Pero antes tendrán que sortear hábilmente a los gorrillas, especie de delincuentes juveniles que trabajan extraoficialmente para las agencias de viaje y paran imperiosamente sus vehículos para ofrecerles billetes y un embarque rápido. En el mejor de los casos, les darán un verdadero billete con un recargo de 1.000 o 5.000 pesetas -a 10 metros de los locales donde los venden sin recargo-. En el peor, un yonqui les endosará unas tapas de billetes usados por 10.000 o 15.000 pesetas y luego desaparecerá.
Este año, los responsables de la operación del Estrecho, coordinada por Protección Civil y en la que participan varias Administraciones y policías, ha prometido que se intentará erradicar el problema, pero la solución no es fácil y los gorrillas actúan desearadamente a pocos metros de varias autoridades. El trapicheo, la droga y la marginalidad asoman en cada esquina de esta ciudad portuaria. Todo un personaje como Roberto Ruiz, directivo de la naviera Isnasa y propietario de agencias de viaje en toda la Costa del Sol, se refiere a ellos púdicamente como "colaboradores" o "guías".
Mayoría de niños
Cada año, las zonas de descanso y acogida son más grandes, tienen más sombra, más servicios más puntos de agua y más atención social y sanitaria, pero nadie puede librar del calor, la espera, el enervamiento y la sensación de encierro a esa inmensa población flotante, en la que hay una gran mayoría de niños. Traen encima dos o tres días de carretera, así que muchos llegan deshidratados, con diarreas y con vómitos. Los padres que enferman tienen fallos cardiacos, se desmayan o precisan atención porque son diabéticos. En todo el tiempo del viaje no se han separado de los coches y furgonetas, cada año más potentes y amplios, donde llevan y traen todos los años casi todas sus pertenencias.

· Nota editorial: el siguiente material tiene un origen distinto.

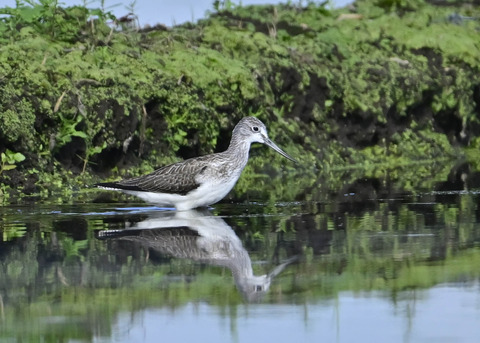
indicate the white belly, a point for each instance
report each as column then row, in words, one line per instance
column 208, row 193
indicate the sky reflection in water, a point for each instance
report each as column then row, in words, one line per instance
column 389, row 270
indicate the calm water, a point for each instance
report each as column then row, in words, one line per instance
column 354, row 268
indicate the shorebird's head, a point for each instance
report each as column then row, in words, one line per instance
column 253, row 130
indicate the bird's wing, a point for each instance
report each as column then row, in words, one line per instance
column 179, row 178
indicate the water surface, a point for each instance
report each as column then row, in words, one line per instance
column 352, row 268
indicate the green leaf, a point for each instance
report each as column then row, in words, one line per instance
column 9, row 167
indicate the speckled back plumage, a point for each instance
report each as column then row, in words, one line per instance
column 206, row 179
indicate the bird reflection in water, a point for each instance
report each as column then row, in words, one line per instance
column 203, row 238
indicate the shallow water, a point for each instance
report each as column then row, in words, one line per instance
column 354, row 268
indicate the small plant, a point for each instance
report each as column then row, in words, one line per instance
column 9, row 160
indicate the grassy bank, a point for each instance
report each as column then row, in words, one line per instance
column 85, row 96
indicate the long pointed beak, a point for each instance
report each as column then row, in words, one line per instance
column 272, row 145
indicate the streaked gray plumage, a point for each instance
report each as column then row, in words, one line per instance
column 199, row 181
column 203, row 238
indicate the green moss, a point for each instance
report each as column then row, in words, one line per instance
column 380, row 89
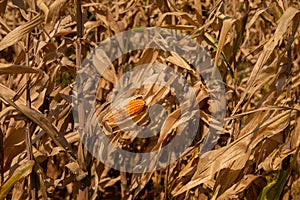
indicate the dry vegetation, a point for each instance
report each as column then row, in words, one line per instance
column 255, row 45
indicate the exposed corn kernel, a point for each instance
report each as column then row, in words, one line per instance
column 133, row 107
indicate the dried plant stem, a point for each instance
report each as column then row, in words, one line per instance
column 32, row 183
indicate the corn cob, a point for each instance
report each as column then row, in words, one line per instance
column 133, row 107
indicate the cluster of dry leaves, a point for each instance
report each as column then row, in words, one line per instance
column 254, row 44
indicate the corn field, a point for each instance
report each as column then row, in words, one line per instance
column 255, row 47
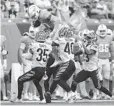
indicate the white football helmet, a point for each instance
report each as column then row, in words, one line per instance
column 33, row 12
column 102, row 30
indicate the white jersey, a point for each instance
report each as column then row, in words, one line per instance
column 91, row 61
column 40, row 53
column 64, row 50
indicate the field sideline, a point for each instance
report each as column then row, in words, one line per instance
column 61, row 103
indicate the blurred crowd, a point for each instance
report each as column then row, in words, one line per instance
column 95, row 9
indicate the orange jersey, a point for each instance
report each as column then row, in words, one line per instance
column 104, row 45
column 26, row 41
column 40, row 53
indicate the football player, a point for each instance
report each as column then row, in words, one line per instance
column 66, row 67
column 90, row 65
column 38, row 52
column 26, row 40
column 3, row 65
column 105, row 50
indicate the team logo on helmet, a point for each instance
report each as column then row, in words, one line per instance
column 33, row 11
column 42, row 35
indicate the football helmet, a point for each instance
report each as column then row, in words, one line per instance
column 89, row 36
column 41, row 36
column 33, row 12
column 102, row 30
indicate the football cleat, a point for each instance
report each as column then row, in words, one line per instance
column 47, row 97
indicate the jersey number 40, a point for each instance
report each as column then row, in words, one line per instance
column 42, row 54
column 69, row 48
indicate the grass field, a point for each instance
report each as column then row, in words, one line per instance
column 61, row 103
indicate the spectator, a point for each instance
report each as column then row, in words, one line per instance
column 62, row 7
column 44, row 4
column 3, row 65
column 12, row 12
column 99, row 10
column 7, row 4
column 110, row 6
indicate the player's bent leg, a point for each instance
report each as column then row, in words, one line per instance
column 97, row 84
column 22, row 79
column 81, row 76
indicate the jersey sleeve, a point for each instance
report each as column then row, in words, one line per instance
column 94, row 47
column 23, row 42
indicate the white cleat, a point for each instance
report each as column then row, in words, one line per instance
column 25, row 96
column 55, row 63
column 70, row 96
column 42, row 101
column 36, row 98
column 94, row 96
column 5, row 98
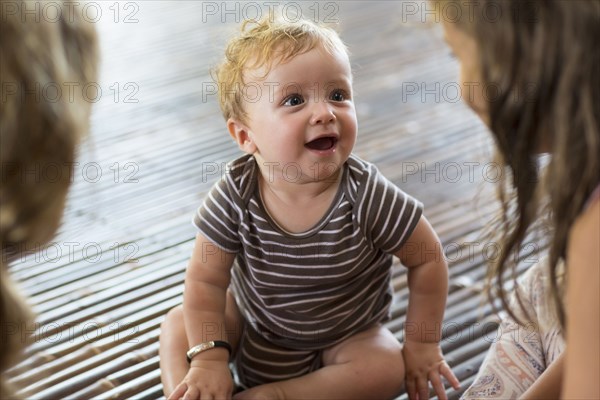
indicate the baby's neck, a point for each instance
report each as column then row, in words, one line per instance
column 298, row 207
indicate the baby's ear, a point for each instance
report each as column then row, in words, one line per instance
column 240, row 133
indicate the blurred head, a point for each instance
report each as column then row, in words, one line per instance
column 37, row 133
column 536, row 64
column 260, row 46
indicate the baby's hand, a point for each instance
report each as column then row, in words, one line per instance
column 425, row 362
column 205, row 380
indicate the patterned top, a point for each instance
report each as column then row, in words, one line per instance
column 313, row 289
column 520, row 354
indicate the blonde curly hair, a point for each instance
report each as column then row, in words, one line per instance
column 272, row 40
column 36, row 132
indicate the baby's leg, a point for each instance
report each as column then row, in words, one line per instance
column 367, row 365
column 174, row 344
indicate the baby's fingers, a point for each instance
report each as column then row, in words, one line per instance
column 178, row 392
column 192, row 394
column 411, row 389
column 423, row 387
column 449, row 375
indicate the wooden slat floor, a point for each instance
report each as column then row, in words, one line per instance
column 158, row 143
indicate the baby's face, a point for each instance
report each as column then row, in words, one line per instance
column 302, row 122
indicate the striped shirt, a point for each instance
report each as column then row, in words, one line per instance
column 317, row 288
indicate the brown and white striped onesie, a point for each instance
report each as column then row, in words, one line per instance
column 303, row 293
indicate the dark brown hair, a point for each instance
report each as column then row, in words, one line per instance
column 36, row 132
column 543, row 58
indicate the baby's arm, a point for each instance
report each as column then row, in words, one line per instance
column 206, row 281
column 428, row 284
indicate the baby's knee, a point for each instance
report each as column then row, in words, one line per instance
column 385, row 371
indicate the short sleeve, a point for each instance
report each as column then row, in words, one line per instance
column 219, row 216
column 387, row 214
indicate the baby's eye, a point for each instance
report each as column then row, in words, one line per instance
column 294, row 100
column 338, row 95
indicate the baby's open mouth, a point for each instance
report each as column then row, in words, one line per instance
column 322, row 143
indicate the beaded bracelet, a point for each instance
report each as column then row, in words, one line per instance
column 194, row 351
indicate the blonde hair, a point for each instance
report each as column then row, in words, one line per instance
column 36, row 132
column 271, row 41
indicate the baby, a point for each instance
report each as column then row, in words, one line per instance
column 290, row 275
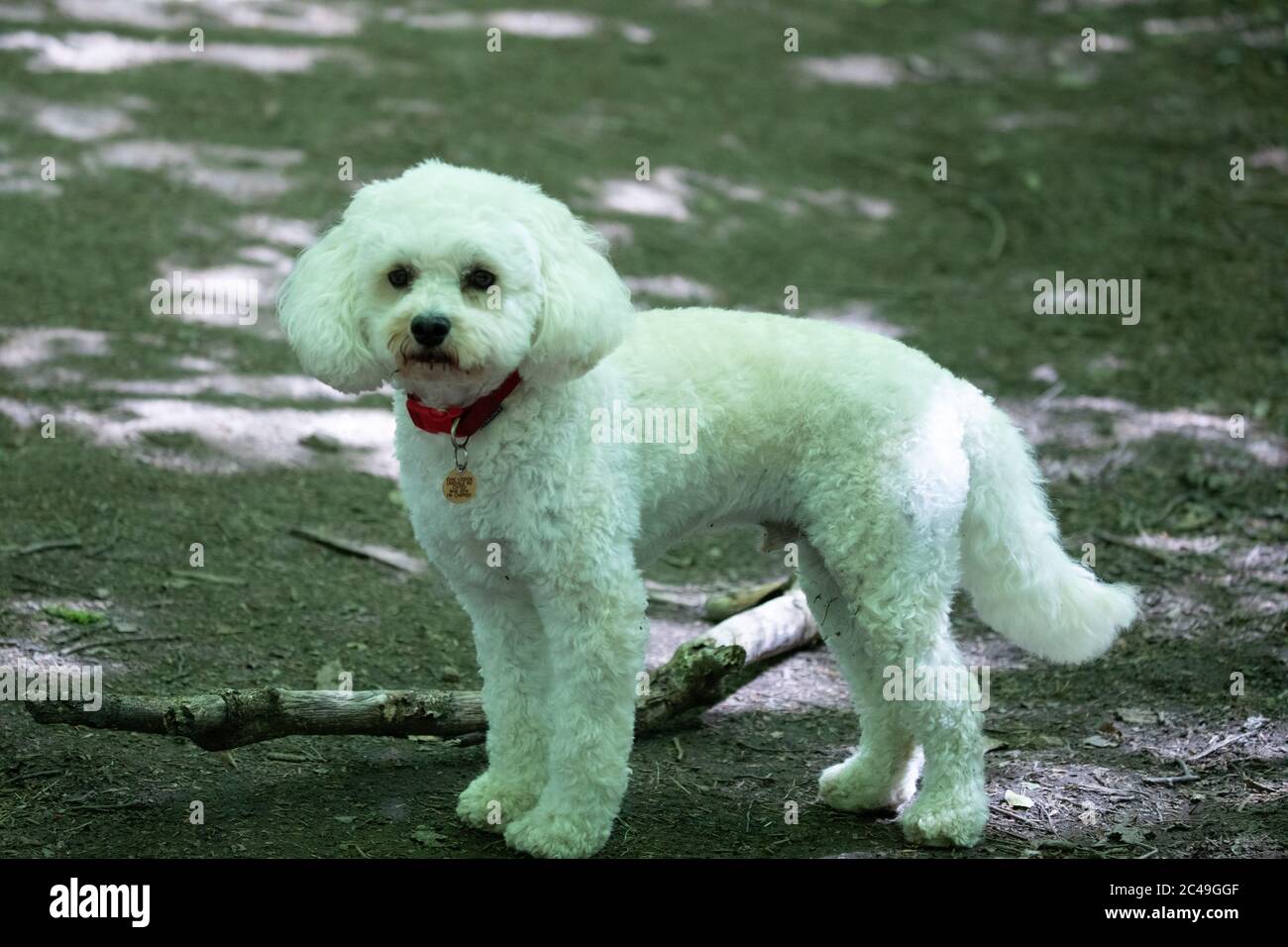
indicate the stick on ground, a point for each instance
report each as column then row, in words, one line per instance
column 226, row 719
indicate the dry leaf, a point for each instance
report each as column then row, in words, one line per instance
column 1018, row 801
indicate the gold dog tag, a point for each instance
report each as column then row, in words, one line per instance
column 459, row 486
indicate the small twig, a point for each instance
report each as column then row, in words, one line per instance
column 1186, row 776
column 1224, row 744
column 48, row 545
column 385, row 557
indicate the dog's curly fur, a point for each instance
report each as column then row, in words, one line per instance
column 901, row 480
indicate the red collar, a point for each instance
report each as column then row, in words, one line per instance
column 472, row 416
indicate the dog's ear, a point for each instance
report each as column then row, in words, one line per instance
column 317, row 307
column 587, row 308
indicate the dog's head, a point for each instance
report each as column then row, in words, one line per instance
column 446, row 279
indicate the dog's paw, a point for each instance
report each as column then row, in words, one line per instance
column 490, row 801
column 548, row 834
column 863, row 784
column 945, row 819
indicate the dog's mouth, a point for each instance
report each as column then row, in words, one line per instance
column 412, row 355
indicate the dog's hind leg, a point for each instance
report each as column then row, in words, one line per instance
column 883, row 774
column 897, row 561
column 513, row 661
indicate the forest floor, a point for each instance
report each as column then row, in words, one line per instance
column 768, row 170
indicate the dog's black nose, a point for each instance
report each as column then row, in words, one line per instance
column 429, row 329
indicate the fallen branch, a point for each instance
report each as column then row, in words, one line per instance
column 226, row 719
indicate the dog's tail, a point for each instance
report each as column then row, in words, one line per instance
column 1021, row 581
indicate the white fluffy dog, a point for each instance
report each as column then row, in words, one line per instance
column 900, row 482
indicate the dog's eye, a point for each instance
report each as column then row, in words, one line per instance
column 480, row 278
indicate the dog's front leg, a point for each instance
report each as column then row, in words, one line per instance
column 511, row 656
column 596, row 631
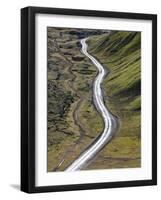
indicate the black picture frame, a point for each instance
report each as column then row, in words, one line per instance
column 28, row 98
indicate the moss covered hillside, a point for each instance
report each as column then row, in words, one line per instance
column 120, row 52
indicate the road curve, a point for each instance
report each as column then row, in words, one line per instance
column 110, row 121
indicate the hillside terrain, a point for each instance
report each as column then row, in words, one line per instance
column 73, row 122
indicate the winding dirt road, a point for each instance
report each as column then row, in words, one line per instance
column 110, row 121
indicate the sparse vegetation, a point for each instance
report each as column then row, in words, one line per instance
column 73, row 122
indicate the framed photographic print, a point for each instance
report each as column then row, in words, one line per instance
column 88, row 99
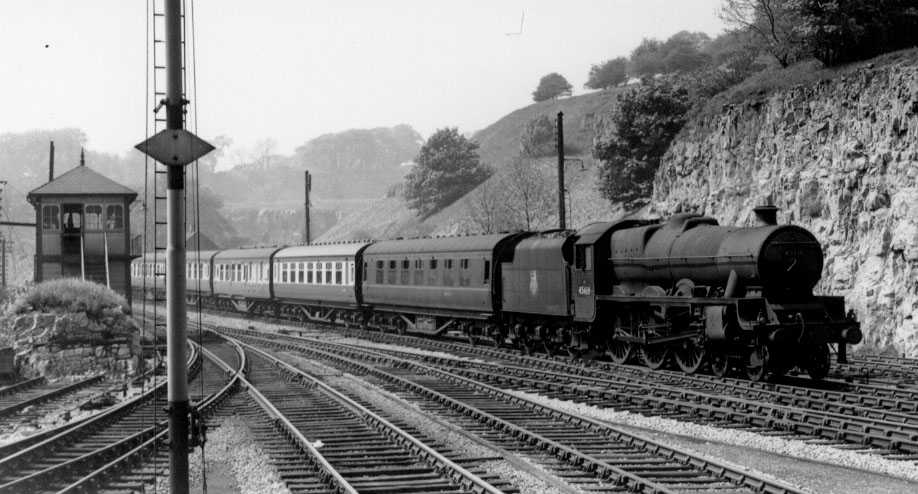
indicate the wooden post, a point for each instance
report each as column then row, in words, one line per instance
column 308, row 187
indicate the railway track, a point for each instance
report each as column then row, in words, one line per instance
column 55, row 463
column 141, row 467
column 41, row 394
column 589, row 454
column 369, row 452
column 862, row 419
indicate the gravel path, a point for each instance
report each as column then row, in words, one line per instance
column 235, row 464
column 743, row 446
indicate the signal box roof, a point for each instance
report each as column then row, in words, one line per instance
column 82, row 180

Según Jalid Merabet, uno de los seis intérpretes enviados por el Creciente Rojo Marroquí, cada día se pierden de 10 niños (día normal) a 25 (día de avalancha). Merabet, de 36 años, asegura que también se pierden o se quedan en tierra esposas y otros familiares. Van a comprar algo, y cuando vuelven al vehículo le ha tocado embarcar: sólo faliaba, después de ese calvario, perder también el turno.
A la salida de Ceuta se encontrarán, muy probablemente, otra larguísima cola. Esta vez no porque esté por medio el mar, sino la policía marroquí de fronteras, que puede dedicar horas a registrar minuciosamente sus enormes bultos y enseres, que incluyen, entre otras cosas, colchones, bicicletas, neumáticos, escaleras y neveras.
Luego ya sólo les queda llegar a sus lugares de origen, donde se gastarán alegremente, con multitud de familiares de todos los grados, los ahorros de un año. Buchera, de 11 años, vive en Bélgica y ha ido al dispensario de la Cruz Roja porque se marea en el coche. La niña, tímida y pálida, tiene el pelo negro y rizado recogido en una coleta. "Se me olvidó comprarle las pastillas", dice azorado su padre, que habla el español ceceante del norte de Marruecos.
A Buchera y su familia les quedan, cuando salgan de Ceuta, 300 kilómetros hasta Al-hoceima (Alhucemas). Una carretera infernal, así que han hecho bien en ir al dispensario.